The other day, while Accountant Boy was online looking at cars, I had an urge to knit and nothing in particular on the needles. I'd swatched for a sweater, but then I was going to have to find the pattern, and adjust for some differences in gauge, and then what if I didn't have the right circular needles, and...too much stress. Wasn't knitting fun for me at one point? When did it become another thing to worry over?

I wandered into the garage and opened one of the stash bins, the bin that has all of the single skeins. I thought about how I needed to reorganize all of the bins, and that thought sent me spinning down the path of reorganizing the whole garage, even though it was near midnight and below freezing. "No! Just stick your hand in and pick one!" I said to myself. I came up with a skein of Berroco Chinchilla Colors in 'Tuscany'. I'd bought it, along with other yarn that I don't exactly remember, from Webs. I only had the one skein, and it was probably four years old. There wouldn't be more of it. I stood there with it in my hand, debating between using it and waiting until I had the right yarn for the body of a sweater so that I could use the Chinchilla for the collar, even though I have no thoughts of wanting a multicolored faux-fur collared sweater.

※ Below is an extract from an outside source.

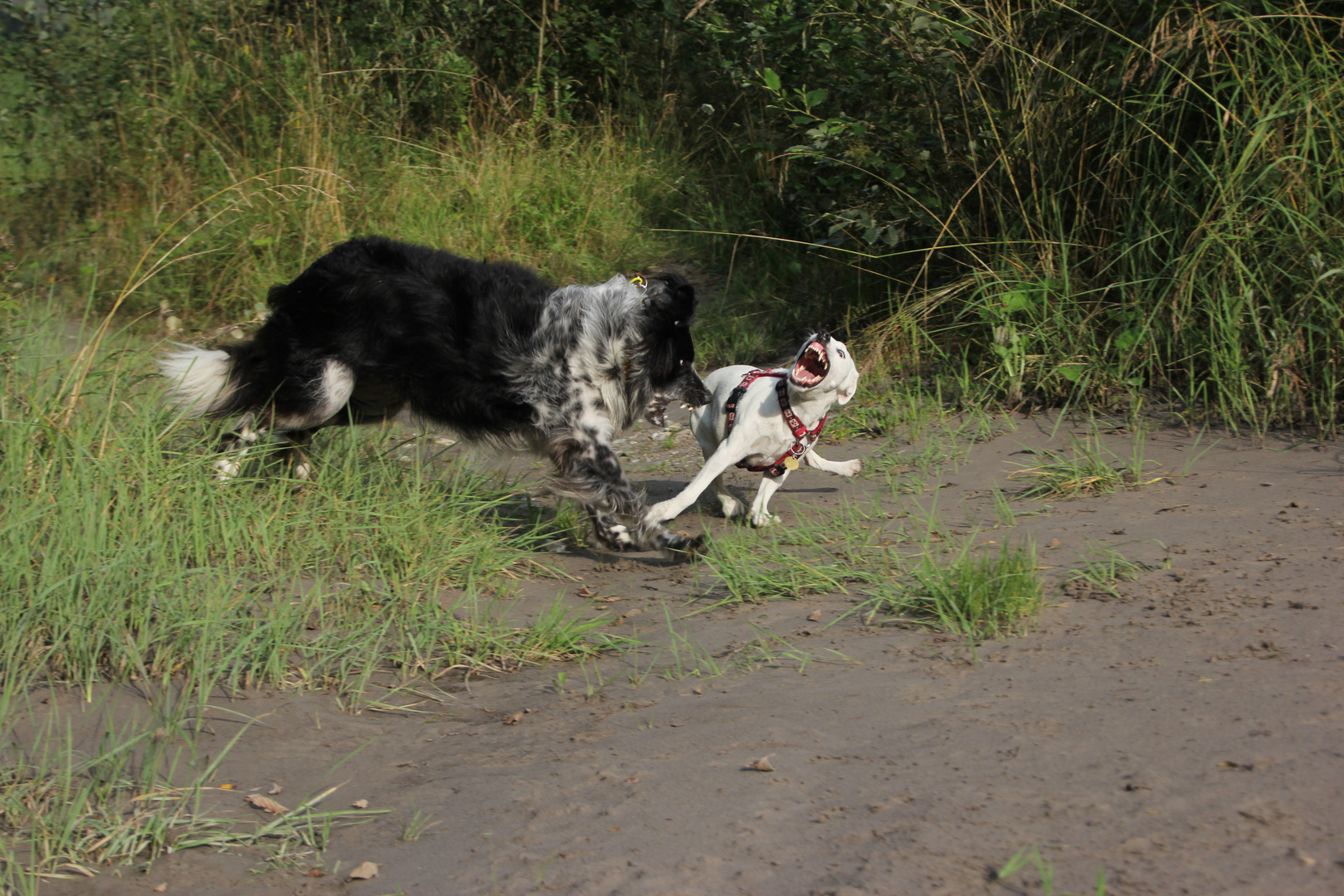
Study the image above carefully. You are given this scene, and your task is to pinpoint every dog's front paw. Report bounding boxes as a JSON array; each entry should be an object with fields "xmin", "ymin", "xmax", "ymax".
[
  {"xmin": 659, "ymin": 531, "xmax": 706, "ymax": 556},
  {"xmin": 592, "ymin": 521, "xmax": 640, "ymax": 551}
]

I shook myself out of my daze of thoughts and left the garage. I plucked a pair of size 13 needles out of the pretty jar that Daisy gave to me a couple of years ago. I sat cross-legged on the chaise with my one ball of yarn and my big needles. After a couple of test cast-ons to see how wide my scarf would be, I started knitting.

It was soothing, the sound of the wooden needles tapping together, the rhythmic sweeping as they slid past each other. I watched with interest as the colors linked together from row to row. I kept stopping to tug on the material to see how it was going to look, and grinning gleefully at the plush furrows. It was only ten stitches wide. There was no way to mess it up, no pattern to follow, no deadline for completion. It was just fun. I'd forgotten how much fun it could be.

I don't know how long it took to finish, maybe two or three hours. By the time we left the house the next day, I was wearing it.

It's stretched quite a bit, making it much narrower and quite a bit longer than I'd thought it would be. I don't care. I wrap it around my neck three or four times and wear it anyway. Marvel at how good it looks with my abstract Korean art.


Feeling inspired by my new outlook on knitting, I went back into the bins and came up with four balls of sock yarn from Interlacements. According to Clayton, there wasn't enough twist for it to be used for socks. I bought it two Stitches ago, intending to make a Clapotis from it. Then I threw it in the stash and kept coming up with impractical alternatives involving doubling it with a solid sock yarn and making a sweater from it.


The Hell with that noise. It's time for that yarn to be something other than a complicated thought in my head. It's coming along nicely, I think.

I'm not making formal resolutions this year, because they'd only end up as more worries on my mind. I'm simply going to try to follow my little mantra. Less thinking, more doing. Less planning, more living.

1 comment:

  1. "Less thinking, more doing. Less planning, more living."

    I LIKE that! I need to remember that one. I'm the same way - my mind races, and it makes me crazy.